Na segunda-feira, primeiro dia letivo após as ameaças, uma secretária quis tranquilizar uma aluna que tentou contato, dizendo que os professores do Departamento estariam a par do ocorrido e que uma reunião estava marcada para o dia seguinte. Na verdade, eles não possuíam a versão dos alunos e nem a do segurança, o que os deixava atrás de onde queriam aparentar. Os alunos tentavam fingir, nos próximos dias, que nada iria acontecer. Nenhuma instrução ou sequer informação foi oficialmente repassada.

Um dia letivo após o ocorrido, tudo que a segurança sabia era “que é um homem de mais ou menos 1,70 m”. Não sabia que ele havia prometido voltar. Dias depois, um vídeo de um homem gritando numa sala ao lado apavorou os alunos; e nesse momento estava desocupada a cadeira dos seguranças, bem como estaria novamente por um período considerável dali a uma hora. Caso o homem retornasse, a fuga seria difícil:: porta única e janelas gradeadas. Passei semanas escolhendo lugares da sala que eu pensava ter mais chance de escapar de um possível ataque.

NÃO-PREVENÇÃO

Imersos em tantas situações de insegurança dos campi, seria de se esperar que os alunos tivessem ao menos um comitê/órgão que os preparasse para tais perigos. Ou que oficialmente os acolhesse quando a ameaça não pôde ser evitada, e quando não soubessem como lidar com ela. O JC tentou contato com algumas dessas possíveis associações, no entanto, e simplesmente foi sendo lançado para outros lugares.

A CIPA, Comissão Interna de Prevenção de Acidentes, é uma organização de presença obrigatória a cada unidade de trabalho da USP (norma da CLT). Tais Comissões são responsáveis, entre outras tarefas, por traçar os Mapas de Risco de cada departamento, e pela realização anual de uma Semana Interna de Prevenção de Acidentes do Trabalho (SIPAT), de caráter instrutivo. Em contato com a CIPA da ECA, foi-nos dito que as comissões são mesmo voltadas para os funcionários, e que eles não tinham conhecimento de uma outra proposta aberta aos alunos.

A SIPAT, entretanto, de fato tem livre acesso a todos os interessados. Esse ano, aconteceu nesse mês, e foi organizada por todas as CIPAs da USP em conjunto. Encontramos um “vídeo de encerramento” de 10 minutos na página oficial do evento, no Facebook, que na verdade nos deixou em choque. Entre músicas dançantes e palestras sobre saúde bucal e ciência divertida, há no final uma montagem de fotos de todas as pessoas que dormiram durante o evento – sem falar nas legendas “zueiras” comparando um funcionário a um “minion” e outra pessoa ao Whindersson Nunes. 

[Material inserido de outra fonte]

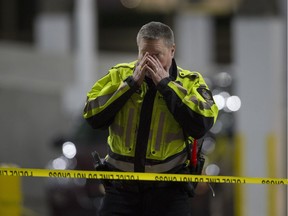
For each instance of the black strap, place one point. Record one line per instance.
(143, 130)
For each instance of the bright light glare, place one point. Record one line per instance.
(233, 103)
(69, 150)
(130, 3)
(220, 101)
(59, 163)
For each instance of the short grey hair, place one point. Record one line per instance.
(154, 31)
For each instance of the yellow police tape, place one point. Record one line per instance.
(24, 172)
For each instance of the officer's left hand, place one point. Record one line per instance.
(156, 70)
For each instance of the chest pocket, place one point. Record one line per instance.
(166, 136)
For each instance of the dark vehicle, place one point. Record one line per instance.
(71, 196)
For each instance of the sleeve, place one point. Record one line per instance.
(106, 98)
(192, 104)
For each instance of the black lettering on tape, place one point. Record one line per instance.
(79, 175)
(92, 176)
(56, 174)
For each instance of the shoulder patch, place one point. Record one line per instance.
(206, 94)
(189, 74)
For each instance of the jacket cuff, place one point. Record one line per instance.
(131, 82)
(162, 85)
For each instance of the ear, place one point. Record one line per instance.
(173, 48)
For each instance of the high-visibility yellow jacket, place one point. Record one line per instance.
(147, 123)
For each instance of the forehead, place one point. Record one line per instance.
(146, 45)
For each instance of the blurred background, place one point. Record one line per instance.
(52, 51)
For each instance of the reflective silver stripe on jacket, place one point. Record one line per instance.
(159, 168)
(101, 100)
(202, 105)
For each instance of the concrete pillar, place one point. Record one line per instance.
(53, 27)
(194, 40)
(85, 56)
(260, 75)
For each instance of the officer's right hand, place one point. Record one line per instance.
(140, 70)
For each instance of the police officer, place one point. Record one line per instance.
(151, 106)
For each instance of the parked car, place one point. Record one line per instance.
(73, 197)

Como já relatado no intertítulo “incêndios”, a Superintendência de Prevenção e Proteção Universitária também não nos ofereceu muita ajuda além de indicar que baixássemos o aplicativo de segurança da USP. A SAS também disse que não cuidava desse tipo de assunto.

O relato de Wagner e Luís, moradores do CRUSP, também nos acendeu para o fato de que a própria falta de aviso sobre possíveis acompanhamentos psicológicos, ali dentro da USP, esteja deixando esses moradores à deriva, e doentes.